The triumph of her incarnation was her sense of wonder and passion during every moment. She was open to new friends, experiences and beliefs, and stood up for what was right in the universe. She somehow managed to be entirely hopeful and kind, despite the pain she experienced throughout her tenure. She was inspiring, loving and comforting to watch. She never wavered from looking after those around her, and in turn, looking after us.

Her love for science was a highlight, from building her own sonic screwdriver to her excitement at meeting Ada Lovelace and Nikola Tesla. It was through her that we could learn more about ourselves and our world, with many a teachable moment and heartwarming speech.

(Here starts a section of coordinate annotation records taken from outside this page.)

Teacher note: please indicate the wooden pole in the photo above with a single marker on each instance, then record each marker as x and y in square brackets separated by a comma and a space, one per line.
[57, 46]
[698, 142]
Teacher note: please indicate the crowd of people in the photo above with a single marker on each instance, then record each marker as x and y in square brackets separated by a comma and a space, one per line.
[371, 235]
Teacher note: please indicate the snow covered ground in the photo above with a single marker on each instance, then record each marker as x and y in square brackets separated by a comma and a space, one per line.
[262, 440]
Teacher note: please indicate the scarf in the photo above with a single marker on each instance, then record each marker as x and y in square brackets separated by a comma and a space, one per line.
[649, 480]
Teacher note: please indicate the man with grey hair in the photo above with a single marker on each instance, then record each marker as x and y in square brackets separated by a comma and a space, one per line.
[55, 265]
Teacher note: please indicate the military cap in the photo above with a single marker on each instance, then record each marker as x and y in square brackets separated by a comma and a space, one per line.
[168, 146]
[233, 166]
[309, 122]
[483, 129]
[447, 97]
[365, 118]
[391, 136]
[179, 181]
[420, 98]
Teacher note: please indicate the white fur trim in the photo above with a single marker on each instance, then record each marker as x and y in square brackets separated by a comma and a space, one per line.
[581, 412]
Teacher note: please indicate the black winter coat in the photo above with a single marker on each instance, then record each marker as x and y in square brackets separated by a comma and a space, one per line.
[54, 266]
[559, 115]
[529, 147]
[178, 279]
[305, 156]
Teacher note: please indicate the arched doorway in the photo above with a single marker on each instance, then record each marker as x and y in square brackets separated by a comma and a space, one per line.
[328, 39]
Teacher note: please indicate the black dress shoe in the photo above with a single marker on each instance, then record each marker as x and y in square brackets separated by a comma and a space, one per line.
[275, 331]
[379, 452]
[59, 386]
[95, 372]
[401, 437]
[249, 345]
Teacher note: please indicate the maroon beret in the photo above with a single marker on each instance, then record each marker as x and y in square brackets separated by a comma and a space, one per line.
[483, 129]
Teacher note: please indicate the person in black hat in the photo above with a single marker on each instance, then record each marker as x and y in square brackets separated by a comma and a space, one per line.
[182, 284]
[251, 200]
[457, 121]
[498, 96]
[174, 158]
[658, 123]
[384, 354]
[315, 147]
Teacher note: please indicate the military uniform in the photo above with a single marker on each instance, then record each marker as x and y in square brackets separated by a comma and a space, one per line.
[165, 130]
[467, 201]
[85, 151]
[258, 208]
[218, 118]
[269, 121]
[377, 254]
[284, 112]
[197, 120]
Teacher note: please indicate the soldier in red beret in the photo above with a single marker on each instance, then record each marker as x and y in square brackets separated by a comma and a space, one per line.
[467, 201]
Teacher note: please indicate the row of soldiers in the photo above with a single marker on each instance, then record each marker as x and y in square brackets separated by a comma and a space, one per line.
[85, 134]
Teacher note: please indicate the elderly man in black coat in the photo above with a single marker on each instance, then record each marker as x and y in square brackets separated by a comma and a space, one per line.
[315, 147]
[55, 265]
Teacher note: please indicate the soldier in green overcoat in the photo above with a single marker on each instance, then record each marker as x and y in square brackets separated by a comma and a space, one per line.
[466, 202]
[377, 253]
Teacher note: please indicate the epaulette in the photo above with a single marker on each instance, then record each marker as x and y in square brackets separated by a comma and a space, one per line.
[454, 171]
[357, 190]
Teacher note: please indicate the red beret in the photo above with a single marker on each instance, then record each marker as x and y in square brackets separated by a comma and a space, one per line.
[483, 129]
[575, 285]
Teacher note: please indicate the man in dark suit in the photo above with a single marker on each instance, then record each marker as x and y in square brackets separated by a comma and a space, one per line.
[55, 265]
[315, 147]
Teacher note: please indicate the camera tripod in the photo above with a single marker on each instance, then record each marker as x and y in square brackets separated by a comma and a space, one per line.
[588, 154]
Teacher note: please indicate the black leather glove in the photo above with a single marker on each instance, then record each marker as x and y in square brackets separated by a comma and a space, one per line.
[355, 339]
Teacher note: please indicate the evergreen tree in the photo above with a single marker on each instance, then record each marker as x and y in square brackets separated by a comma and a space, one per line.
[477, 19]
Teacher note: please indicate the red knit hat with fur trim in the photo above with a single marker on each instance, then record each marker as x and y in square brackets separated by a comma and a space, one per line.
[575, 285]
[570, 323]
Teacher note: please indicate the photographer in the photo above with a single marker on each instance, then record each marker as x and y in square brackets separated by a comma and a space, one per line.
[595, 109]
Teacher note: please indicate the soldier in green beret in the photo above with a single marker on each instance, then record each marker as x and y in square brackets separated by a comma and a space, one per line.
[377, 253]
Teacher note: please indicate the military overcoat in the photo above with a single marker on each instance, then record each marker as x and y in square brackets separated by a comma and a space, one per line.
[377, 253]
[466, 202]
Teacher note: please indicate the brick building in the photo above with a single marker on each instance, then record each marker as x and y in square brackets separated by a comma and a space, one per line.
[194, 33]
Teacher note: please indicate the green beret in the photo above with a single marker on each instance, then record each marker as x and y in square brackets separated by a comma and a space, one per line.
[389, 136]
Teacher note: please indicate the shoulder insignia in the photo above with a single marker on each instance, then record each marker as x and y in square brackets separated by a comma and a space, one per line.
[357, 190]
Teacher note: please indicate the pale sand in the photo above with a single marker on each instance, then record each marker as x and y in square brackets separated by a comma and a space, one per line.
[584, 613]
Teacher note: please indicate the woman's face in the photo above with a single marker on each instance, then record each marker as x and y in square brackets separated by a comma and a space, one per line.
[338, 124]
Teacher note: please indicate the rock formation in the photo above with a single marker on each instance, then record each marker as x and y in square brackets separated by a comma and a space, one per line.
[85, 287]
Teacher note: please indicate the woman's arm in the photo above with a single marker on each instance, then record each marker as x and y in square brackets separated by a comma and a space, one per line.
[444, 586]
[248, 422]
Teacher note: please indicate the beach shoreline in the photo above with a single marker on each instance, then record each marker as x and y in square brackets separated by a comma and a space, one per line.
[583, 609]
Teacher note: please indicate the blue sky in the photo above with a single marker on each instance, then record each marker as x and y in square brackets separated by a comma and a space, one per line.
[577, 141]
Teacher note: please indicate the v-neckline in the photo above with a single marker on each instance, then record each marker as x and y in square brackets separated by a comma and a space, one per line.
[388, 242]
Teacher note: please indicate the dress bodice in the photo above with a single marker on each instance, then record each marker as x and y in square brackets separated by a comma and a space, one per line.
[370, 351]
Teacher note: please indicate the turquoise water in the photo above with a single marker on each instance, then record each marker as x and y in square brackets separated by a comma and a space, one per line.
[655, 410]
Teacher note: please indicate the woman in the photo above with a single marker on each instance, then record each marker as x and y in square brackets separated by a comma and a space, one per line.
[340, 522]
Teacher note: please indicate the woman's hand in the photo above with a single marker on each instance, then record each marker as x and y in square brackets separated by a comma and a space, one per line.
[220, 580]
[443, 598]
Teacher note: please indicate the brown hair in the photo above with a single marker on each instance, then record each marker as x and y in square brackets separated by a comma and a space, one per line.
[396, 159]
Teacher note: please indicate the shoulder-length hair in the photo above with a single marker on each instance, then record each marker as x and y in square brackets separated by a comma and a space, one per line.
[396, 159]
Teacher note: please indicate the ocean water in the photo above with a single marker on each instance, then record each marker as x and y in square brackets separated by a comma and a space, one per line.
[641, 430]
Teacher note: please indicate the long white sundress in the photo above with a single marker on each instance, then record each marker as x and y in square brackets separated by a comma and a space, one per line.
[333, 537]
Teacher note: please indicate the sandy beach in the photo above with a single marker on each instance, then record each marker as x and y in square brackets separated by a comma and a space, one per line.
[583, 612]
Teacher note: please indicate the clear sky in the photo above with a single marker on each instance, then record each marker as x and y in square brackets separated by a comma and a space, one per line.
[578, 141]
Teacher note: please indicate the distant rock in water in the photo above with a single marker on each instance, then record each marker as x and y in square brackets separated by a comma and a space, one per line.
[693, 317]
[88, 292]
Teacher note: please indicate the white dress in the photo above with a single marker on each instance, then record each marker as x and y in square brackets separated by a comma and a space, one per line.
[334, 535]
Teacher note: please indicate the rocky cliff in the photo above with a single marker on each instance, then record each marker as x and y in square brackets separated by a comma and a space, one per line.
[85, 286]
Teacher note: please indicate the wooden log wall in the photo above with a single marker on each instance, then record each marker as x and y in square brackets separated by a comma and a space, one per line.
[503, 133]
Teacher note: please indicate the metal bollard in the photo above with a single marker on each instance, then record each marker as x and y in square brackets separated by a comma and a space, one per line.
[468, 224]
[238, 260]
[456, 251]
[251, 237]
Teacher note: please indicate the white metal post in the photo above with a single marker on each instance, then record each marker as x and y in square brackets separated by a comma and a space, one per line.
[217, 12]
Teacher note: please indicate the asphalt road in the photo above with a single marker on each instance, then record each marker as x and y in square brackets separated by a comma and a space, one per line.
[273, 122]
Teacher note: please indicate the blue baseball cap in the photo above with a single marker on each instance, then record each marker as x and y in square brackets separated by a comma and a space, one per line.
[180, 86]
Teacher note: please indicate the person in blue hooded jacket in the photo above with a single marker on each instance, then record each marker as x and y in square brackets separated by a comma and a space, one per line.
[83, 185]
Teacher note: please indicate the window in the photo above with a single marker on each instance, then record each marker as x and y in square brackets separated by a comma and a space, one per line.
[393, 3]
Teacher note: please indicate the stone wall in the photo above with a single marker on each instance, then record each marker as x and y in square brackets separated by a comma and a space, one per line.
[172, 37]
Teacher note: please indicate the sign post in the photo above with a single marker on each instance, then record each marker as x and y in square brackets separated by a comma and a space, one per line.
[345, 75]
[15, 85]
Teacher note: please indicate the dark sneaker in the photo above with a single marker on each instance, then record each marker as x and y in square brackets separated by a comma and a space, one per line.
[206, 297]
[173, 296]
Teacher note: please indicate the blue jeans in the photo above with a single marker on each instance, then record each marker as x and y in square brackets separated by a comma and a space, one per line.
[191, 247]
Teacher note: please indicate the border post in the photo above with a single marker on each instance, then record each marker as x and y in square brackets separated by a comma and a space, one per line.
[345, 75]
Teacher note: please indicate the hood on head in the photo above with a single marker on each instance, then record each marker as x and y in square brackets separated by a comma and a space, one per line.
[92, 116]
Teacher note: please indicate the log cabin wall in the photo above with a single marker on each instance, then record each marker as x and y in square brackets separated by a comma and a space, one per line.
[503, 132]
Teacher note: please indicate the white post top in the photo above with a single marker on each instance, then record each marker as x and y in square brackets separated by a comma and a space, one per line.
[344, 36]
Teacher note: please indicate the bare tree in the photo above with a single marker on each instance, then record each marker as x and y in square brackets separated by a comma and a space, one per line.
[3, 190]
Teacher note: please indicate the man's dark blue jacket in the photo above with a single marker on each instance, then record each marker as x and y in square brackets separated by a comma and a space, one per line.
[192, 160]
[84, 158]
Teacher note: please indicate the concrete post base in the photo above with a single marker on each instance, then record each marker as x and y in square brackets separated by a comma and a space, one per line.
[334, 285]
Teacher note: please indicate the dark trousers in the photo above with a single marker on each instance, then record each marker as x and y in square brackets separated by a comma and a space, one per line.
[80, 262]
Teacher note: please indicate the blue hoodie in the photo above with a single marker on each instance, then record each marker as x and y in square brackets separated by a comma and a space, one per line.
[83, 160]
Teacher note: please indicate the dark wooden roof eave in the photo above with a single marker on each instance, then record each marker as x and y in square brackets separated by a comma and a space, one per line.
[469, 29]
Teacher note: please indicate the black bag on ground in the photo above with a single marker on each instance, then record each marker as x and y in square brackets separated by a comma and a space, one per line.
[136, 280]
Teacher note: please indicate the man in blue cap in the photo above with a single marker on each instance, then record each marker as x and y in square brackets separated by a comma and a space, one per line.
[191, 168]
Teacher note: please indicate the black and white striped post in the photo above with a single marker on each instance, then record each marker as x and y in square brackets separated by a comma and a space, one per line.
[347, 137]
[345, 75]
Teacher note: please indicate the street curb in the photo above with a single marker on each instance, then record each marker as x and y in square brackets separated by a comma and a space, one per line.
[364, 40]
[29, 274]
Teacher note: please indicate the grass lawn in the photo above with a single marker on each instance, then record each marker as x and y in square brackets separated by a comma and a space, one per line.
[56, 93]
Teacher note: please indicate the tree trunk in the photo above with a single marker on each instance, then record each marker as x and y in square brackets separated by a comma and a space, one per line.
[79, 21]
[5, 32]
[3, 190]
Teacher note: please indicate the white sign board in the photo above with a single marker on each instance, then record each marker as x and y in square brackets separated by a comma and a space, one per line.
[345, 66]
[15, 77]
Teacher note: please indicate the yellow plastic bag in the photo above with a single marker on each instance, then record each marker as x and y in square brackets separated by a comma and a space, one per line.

Her ability to stand up for the people who needed it most during her run solidified her as one of the best Doctors to board the Tardis

There's something special about the way the Thirteenth Doctor managed to feel alien yet like our best friend at the same time. She could name-drop Elvis Presley or Amelia Earhart, eat grass as a location indicator or forget her current "gender", and still feel like someone who always made sense, someone that you could lean on.

She wasn't afraid to call it out when something was wrong. She faced off with King James I in 2018's The Witchfinders, reprimanding him for his treatment of women. There was her total disgust at Gallifreyan explorer Tecteun and their imperialistic attitude towards the rest of the universe in 2021's Flux.

Her ability to stand up for the people who needed it most during her run solidified her as one of the best Doctors to board the Tardis – proving that the Doctor's gender could change with no detriment to the character. And that sometimes, significant changes to an age-old franchise like Doctor Who can be a true blessing.